Bonefish are especially difficult to see against a white sand bottom.

Bonefish are especially difficult to see against a white sand bottom.

Then there’s the wind, and in the Bahamas it’s nearly always windy. Not necessarily gale-force, but enough wind that you have to account for it when casting. When fishing from a boat, experienced guides will try to position you so that you’re casting with the wind at your back, although it’s not always possible. Similarly, when walking and wading the flats, you can often, but not always, angle yourself so the wind isn’t in your face. The wild card in adjusting for the wind, however, is that bonefish are never stationary; they’re always on the move and sometimes you have to take your best shot in less than ideal conditions.

After getting an introductory lesson from Glaister, Jane and I spent parts of three days fishing on our own. The resort we were staying at would pack us a cooler and drive us to a nearby beach. We had two miles of shoreline to ourselves; over those three days we only encountered one other couple fishing one morning.


When fishing on our own, we had a couple miles of pristine shoreline to ourselves.

When fishing on our own, we had a couple miles of pristine shoreline to ourselves.

Fishing without a guide brought its own rewards, but one of them wasn’t catching lots of bonefish! Without the benefit of experienced eyes, or the height advantage of a poling platform, just finding bonefish was a challenge. Still, we managed to find a handful or two to cast to every day. We weren’t seeing schools of bonefish; most often we’d see two or three together. I learned a lot about bonefishing on those days, some of it the hard way. I knew to strip-set when a bone took my fly, resisting the urge to lift my rod tip as you would with a trout. But it took me a couple lost fish to learn that a strip-set is just an extension of the normal stripping motion you use to entice fish to take your fly. Twice I lost fish because I strip-set too aggressively and broke off or pulled the fly out of their mouth. Included in my mishaps was breaking off the biggest bone we’d see on our trip, a girthy fish that would have gone five pounds.

Fishing on our own also taught us to watch the tides carefully (bonefish are most active on a rising tide) and that stingrays and sharks, including at times aggressive bull sharks, are surprisingly common in these shallows. We also discovered that this is a game of patience and persistence, and that you can get a tropical version of snow blindness staring at the water all day as you search for fish.

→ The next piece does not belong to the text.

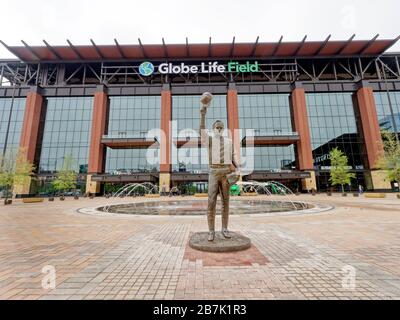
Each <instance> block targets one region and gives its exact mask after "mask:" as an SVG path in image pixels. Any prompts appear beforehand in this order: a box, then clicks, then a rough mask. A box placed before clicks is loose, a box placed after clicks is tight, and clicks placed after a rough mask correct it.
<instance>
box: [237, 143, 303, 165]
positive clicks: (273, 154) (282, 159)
mask: <svg viewBox="0 0 400 320" xmlns="http://www.w3.org/2000/svg"><path fill="white" fill-rule="evenodd" d="M241 156H242V162H243V165H245V166H246V168H252V167H253V168H254V170H255V171H272V172H274V171H275V172H276V171H280V170H294V169H296V167H295V166H296V163H295V154H294V146H293V145H290V146H255V147H254V151H253V152H250V150H248V149H247V150H246V148H242V151H241Z"/></svg>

I even managed to catch a little permit, the most desirous and difficult of the flats fish to hook.

I even managed to catch a little permit, the most desirous and difficult of the flats fish to hook.

On our last day we decided to hire another guide, this time for a full day’s angling. Jane still hadn’t landed a bonefish and we wanted to cross that off our bucket list before we left. Ricardo was the answer. He helped Jane with casting suggestions and was wonderfully patient as she learned to handle the wind and extend her distance. In fact, she took shots at 19 different individual or groups of bonefish before she hooked up! When she finally did, she handled the fish like a pro, and before the day was out we’d both caught several nice bones.

Jane and Ricardo with Jane’s first bonefish. She earned it!

Jane and Ricardo with Jane’s first bonefish. She earned it!

Bonefishing is an addictive enterprise; you can’t do it once and move on, satisfied. We’ll be back, if not to the Bahamas than to somewhere else where silver ghosts cruise the flats. If nothing else, bonefish are one more good reason to get away from a Canadian winter for a week or two.